An early notice of David Jonkin's merchant activity appears in a manuscript record of Edinburgh's Baillie court. It was found in April 1616 that Elizabeth Nicholson owed Jonkin £47 for goods. She had bought the items from Jonkin when her husband John Aslowane was still alive, and it was a principle of Scottish law that a husband was responsible for the payments of debts contracted by his wife.[1]
Jonkin was able to extend credit, and in August 1623 lent 500 guilders to Alexander Erskine at The Hague. Erskine, a son of John Erskine, Earl of Mar (1558–1634), was at the court of Elizabeth Stuart, Queen of Bohemia and was equipping himself to fight in her cause.[2]

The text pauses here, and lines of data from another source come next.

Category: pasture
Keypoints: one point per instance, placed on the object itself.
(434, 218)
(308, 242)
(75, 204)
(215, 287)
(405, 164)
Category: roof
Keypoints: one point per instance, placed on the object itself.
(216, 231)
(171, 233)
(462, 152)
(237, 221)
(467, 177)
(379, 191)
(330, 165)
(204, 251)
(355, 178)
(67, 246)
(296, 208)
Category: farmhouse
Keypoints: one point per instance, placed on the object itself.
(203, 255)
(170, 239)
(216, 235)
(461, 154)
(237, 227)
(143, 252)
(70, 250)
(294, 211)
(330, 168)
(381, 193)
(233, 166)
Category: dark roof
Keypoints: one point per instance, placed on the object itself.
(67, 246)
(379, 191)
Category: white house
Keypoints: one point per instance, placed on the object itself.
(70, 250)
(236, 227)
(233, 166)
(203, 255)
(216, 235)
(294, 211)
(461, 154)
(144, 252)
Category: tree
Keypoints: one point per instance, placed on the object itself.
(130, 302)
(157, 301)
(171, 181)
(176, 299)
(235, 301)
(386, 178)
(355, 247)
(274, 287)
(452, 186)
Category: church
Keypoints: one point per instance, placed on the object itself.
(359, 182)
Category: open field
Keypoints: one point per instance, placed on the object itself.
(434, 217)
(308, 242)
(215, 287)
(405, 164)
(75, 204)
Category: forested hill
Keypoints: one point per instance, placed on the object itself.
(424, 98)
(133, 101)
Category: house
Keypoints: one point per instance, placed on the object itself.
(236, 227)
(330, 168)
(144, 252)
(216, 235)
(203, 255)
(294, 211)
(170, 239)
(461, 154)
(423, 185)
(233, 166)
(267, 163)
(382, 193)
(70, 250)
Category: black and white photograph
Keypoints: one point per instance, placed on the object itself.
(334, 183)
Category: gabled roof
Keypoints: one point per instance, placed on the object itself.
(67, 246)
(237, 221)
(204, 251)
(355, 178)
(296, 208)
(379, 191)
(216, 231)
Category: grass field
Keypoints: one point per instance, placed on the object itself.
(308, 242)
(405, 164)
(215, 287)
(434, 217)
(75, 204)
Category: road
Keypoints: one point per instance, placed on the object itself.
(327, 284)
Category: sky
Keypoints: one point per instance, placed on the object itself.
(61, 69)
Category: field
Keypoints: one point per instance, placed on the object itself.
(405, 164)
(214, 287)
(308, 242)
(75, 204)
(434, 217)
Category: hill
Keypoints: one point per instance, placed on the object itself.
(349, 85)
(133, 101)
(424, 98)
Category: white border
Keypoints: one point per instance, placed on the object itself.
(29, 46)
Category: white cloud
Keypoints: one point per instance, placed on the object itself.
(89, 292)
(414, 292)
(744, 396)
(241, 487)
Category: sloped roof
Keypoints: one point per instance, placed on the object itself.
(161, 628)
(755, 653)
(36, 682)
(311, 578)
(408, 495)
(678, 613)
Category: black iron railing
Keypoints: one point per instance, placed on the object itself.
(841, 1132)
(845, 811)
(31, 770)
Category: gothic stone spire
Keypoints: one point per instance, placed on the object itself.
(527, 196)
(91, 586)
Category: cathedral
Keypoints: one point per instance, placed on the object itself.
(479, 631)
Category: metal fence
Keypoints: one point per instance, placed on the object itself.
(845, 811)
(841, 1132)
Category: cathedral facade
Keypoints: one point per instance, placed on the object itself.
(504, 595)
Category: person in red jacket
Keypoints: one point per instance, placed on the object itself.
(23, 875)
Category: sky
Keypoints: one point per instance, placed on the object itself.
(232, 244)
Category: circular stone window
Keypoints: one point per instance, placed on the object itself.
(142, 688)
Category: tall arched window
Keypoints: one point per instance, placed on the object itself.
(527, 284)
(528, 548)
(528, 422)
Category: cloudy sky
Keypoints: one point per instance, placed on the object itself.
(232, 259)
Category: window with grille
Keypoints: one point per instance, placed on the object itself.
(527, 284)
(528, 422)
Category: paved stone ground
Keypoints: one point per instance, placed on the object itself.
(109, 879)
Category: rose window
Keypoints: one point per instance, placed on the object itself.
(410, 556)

Jonkin sold food, wine, coal, and other goods, and owned and held part shares in a number of ships. In 1625 he was part owner of the St John of Leith, built in Rotterdam in 1624,[3] with George Gourlay as master, and had shares in the Alexander and Love of Leith, and the Bruce.[4]
David Jonkin was fined for breaking Edinburgh's market regulations in 1624 when it was discovered he was buying imported food in Burntisland to profiteer during a famine.[5] He sold claret and white wine to the Earl of Winton in 1628.[6]
Jonkin and a business partner David Cruikshanks shipped cloth to Spain in the Blessing of Leith in October 1633. The textiles, re-exported rather than manufactured in Scotland, included coloured buckram, say, and "ambobrudge buckasie", a Hamburg cloth.[7] Jonkin was Cruikshank's landlord for a property on the Royal Mile.[8]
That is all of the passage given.